- Meeting abstract
- Open Access
Phenotypic consequences of TLR7-driven interferon and proinflammatory cytokine production in lupus
© Reeves et al.; licensee BioMed Central Ltd. 2014
- Published: 18 September 2014
- TLR7 Ligand
- Proinflammatory Cytokine Production
- Bone Marrow Abnormality
- Bone Marrow Hypocellularity
Although type I interferons (IFN-I) are involved in the pathogenesis of SLE, clinical heterogeneity of the disease is not fully explained by IFN-I overproduction. We investigated the relative importance of IFN-I versus proinflammatory cytokine production downstream of TLR7 in a murine lupus model and in SLE patients.

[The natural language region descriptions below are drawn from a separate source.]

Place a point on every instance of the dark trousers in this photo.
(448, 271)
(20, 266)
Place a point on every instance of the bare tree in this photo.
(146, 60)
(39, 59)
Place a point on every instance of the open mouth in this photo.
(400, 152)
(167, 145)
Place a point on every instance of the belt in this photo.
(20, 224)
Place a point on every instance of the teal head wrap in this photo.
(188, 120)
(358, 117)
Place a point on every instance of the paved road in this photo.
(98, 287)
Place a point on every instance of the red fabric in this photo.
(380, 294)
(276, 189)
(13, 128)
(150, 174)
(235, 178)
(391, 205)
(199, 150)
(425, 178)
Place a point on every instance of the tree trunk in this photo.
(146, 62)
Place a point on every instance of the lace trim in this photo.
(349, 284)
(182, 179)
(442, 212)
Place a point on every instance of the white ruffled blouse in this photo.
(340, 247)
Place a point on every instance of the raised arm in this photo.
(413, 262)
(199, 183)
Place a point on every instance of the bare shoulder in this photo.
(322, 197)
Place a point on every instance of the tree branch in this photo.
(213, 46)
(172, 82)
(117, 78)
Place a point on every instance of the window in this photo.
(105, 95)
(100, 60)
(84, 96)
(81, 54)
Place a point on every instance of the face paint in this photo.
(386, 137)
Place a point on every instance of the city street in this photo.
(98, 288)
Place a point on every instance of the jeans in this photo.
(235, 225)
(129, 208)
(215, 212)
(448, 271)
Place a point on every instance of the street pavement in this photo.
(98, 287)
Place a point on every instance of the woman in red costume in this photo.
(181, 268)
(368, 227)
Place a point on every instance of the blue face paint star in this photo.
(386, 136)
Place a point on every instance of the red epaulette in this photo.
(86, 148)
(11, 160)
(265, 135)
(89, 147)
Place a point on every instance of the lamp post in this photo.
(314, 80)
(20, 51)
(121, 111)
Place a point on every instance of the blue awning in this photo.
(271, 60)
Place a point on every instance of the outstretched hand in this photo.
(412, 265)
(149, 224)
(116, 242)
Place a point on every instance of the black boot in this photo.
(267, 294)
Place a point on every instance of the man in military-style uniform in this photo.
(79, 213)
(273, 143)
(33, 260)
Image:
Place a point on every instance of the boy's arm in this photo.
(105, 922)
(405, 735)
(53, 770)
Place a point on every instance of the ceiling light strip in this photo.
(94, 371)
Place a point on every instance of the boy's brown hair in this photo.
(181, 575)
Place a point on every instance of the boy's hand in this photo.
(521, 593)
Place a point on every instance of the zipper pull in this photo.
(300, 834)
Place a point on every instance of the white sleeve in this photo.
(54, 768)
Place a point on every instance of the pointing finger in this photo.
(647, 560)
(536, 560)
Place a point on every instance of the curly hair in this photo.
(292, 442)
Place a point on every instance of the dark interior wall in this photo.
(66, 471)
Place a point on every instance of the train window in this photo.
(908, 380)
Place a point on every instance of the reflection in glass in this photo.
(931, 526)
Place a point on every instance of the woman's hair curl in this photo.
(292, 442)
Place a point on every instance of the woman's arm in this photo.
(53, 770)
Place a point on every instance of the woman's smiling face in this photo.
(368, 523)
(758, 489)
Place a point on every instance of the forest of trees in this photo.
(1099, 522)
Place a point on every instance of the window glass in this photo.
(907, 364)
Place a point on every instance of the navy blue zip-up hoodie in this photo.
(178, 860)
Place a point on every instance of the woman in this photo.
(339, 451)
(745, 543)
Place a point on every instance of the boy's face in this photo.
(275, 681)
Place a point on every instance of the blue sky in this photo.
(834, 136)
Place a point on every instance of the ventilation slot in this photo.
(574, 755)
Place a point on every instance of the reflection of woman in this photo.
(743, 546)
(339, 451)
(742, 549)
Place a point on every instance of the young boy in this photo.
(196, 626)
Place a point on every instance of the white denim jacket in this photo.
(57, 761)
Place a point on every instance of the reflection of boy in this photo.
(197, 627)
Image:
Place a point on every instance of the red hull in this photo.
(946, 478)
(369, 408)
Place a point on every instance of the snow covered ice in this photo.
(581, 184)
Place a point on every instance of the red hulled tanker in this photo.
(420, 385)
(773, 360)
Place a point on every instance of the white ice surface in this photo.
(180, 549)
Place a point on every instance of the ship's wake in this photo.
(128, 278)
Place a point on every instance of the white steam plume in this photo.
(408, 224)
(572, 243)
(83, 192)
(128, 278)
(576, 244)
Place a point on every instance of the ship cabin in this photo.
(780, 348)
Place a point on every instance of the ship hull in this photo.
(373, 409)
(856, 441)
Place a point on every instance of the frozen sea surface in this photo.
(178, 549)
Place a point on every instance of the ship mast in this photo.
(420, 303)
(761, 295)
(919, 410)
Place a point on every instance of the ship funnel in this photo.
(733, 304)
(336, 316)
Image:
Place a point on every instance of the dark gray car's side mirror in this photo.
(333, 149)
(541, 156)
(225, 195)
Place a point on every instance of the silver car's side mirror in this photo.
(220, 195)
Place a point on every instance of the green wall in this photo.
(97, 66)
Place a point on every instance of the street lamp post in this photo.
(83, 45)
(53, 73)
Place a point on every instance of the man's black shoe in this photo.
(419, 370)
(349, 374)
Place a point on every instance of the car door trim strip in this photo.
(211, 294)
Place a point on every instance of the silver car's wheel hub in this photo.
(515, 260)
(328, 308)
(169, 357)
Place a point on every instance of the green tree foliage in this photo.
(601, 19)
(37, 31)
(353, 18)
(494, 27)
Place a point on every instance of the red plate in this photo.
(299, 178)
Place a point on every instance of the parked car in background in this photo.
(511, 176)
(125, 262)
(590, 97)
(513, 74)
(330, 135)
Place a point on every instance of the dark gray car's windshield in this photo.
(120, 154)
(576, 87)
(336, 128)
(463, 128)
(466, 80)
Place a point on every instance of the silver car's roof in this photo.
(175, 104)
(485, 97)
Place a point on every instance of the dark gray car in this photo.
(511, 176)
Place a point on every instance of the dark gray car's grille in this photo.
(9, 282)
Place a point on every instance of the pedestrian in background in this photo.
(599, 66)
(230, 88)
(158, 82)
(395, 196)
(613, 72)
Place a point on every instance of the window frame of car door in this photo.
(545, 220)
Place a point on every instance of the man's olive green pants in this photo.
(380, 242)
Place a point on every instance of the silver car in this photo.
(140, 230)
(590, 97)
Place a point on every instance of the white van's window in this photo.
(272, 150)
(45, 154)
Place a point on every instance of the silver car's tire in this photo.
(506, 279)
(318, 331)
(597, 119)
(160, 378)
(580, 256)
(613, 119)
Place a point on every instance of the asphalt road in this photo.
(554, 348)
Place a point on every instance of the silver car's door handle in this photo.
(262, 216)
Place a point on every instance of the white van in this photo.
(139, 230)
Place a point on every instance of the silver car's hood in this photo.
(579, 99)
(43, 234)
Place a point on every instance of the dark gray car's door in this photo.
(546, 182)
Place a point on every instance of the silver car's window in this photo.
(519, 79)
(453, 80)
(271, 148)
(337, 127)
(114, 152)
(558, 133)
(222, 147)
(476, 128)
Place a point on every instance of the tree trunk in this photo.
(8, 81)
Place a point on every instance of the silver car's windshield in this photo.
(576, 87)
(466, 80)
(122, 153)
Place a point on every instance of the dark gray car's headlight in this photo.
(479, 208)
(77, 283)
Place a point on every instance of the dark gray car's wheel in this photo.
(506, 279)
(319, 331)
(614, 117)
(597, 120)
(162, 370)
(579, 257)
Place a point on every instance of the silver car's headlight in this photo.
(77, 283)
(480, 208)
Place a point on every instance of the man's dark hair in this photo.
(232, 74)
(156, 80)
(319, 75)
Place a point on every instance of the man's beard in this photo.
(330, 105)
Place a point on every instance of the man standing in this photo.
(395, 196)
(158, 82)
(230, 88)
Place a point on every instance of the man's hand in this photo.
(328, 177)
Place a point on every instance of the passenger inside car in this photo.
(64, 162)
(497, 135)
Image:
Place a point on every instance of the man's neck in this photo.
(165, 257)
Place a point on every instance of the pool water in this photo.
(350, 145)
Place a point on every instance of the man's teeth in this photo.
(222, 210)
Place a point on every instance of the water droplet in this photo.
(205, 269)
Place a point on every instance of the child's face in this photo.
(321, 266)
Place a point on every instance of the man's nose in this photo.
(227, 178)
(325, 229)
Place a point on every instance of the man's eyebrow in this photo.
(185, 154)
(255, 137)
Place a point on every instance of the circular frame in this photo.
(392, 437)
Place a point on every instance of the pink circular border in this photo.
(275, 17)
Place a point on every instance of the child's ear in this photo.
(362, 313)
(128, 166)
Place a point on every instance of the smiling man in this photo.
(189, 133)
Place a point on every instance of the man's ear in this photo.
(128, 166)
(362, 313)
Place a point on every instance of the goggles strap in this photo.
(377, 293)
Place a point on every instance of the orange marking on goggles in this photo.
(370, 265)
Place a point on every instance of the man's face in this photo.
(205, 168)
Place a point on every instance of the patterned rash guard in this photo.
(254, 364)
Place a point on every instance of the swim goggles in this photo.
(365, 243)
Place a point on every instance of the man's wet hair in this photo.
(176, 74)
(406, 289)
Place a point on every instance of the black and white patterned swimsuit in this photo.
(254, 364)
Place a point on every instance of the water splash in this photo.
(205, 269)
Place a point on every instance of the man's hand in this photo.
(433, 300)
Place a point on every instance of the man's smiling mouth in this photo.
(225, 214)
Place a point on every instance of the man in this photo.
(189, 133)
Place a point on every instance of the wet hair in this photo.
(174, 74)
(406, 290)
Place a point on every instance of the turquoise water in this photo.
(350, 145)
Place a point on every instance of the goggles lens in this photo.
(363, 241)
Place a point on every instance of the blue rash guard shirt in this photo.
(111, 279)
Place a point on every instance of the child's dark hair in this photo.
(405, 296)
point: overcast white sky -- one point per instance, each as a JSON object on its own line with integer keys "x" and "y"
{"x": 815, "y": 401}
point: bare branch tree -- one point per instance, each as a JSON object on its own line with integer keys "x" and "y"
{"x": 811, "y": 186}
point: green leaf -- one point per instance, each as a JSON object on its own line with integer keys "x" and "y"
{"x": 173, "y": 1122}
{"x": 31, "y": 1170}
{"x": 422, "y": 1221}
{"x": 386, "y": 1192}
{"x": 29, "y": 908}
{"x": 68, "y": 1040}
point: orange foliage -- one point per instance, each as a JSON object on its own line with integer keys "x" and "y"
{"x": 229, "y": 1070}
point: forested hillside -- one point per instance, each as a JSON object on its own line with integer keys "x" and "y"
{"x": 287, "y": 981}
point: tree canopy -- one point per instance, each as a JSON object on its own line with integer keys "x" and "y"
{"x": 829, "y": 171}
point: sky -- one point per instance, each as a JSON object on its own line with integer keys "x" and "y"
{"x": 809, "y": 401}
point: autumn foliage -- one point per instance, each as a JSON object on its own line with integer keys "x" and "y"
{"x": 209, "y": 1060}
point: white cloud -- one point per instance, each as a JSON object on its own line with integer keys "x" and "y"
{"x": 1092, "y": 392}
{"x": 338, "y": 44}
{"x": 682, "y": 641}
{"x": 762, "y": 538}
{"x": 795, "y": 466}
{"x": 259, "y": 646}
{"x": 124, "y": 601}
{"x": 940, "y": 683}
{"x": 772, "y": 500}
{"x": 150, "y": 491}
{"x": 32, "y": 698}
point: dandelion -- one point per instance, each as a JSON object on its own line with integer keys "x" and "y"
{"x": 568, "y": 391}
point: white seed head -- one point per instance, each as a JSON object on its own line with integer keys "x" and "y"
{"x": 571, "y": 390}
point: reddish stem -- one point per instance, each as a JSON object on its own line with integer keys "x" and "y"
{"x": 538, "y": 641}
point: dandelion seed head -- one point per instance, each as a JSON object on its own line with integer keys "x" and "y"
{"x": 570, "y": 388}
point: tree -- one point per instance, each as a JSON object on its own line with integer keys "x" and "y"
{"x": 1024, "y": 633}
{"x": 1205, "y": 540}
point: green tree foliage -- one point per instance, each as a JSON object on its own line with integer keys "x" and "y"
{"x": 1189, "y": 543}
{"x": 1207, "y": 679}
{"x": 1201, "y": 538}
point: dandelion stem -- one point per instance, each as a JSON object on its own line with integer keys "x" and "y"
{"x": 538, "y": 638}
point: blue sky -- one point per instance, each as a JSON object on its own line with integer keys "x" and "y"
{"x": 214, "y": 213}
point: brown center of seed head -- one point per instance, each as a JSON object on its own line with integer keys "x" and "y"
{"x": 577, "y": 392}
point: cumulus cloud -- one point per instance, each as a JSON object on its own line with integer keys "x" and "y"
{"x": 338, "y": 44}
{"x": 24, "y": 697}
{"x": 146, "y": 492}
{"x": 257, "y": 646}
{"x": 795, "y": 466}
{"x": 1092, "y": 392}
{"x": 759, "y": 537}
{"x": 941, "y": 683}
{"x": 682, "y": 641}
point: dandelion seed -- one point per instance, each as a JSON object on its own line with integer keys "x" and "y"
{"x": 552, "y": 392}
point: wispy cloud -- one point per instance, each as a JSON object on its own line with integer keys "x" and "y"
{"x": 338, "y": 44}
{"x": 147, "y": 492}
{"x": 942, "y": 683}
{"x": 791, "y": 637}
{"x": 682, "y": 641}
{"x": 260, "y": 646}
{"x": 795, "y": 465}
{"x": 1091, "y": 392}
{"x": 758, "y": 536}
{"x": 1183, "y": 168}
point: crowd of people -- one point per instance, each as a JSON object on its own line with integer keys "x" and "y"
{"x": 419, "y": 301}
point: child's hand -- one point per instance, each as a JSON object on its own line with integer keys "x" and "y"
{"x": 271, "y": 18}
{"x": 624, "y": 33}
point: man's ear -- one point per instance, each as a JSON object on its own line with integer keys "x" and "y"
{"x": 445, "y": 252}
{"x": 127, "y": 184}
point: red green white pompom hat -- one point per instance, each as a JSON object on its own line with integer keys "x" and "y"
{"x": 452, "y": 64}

TLR7-mediated experimental lupus was induced in wild-type and knockout mice by pristane and the expression of IFN-I stimulated genes and numbers of plasmacytoid dendritic cells (pDCs) and inflammatory (Ly6Chi) monocytes were assessed by PCR and flow cytometry, respectively. Production of TNFα and other proinflammatory cytokines was evaluated by intracellular staining. In parallel, we studied production of these cytokines in the bone marrow (BM) of SLE patients.
SLE patients' BM exhibited striking death of niche and hematopoietic cells associated with local TNFα overproduction. BM from mice with pristane-induced lupus showed similar abnormalities. TNFα was produced mainly by BM neutrophils, many of which contained phagocytosed nuclear material (LE cells). TNFα production was abolished in TLR7-/- and μmt mice but was unaffected by C3 deficiency. Production was restored in μmt mice by infusing normal plasma, consistent with opsonization of endogenous TLR7 ligands by immunoglobulin. Although autoantibody production and glomerulonephritis are abolished in interferon receptor (IFNAR)-/- mice, both wild-type and IFNAR-/- mice developed anemia and BM hypocellularity following pristane treatment. These manifestations were absent in TLR7-/- and TNFα-/- mice, indicating that the anemia is TNFα mediated. Unexpectedly, although TNF inhibitors can induce lupus manifestations, TNFα-/- mice did not develop autoantibodies spontaneously. However, although IFN-I levels were comparable in untreated TNFα-/- and B6 mice, TNFα-/- mice had increased circulating pDCs and "pDC-like" cells, enhancing their potential to make IFN-I. When treated with pristane, TNFα-/- mice developed more severe lupus than controls with increased levels of anti-Sm/RNP autoantibodies, IFN-I, pDCs, and peritoneal inflammatory (Ly6Chi) monocytes.
Although autoantibodies and glomerulonephritis are TLR7/IFN-I dependent, lupus-associated BM abnormalities were TLR7/TNFα driven, but IFN-I independent. TNFα had a downregulatory effect on pDC numbers and TNFα-deficient mice exhibited an enhanced potential to produce IFN-I in response to TLR7 ligands. Our data suggest that the clinical manifestations of lupus reflect the complex interplay of cells producing IFN-I (causing autoantibodies and nephritis) and TNFα (causing hematologic involvement and arthritis). Engagement of TLR7 by RNA ligands released by dead cells may be a central defect in lupus, whereas the balance of IFN-I versus TNFα production may help determine the disease phenotype.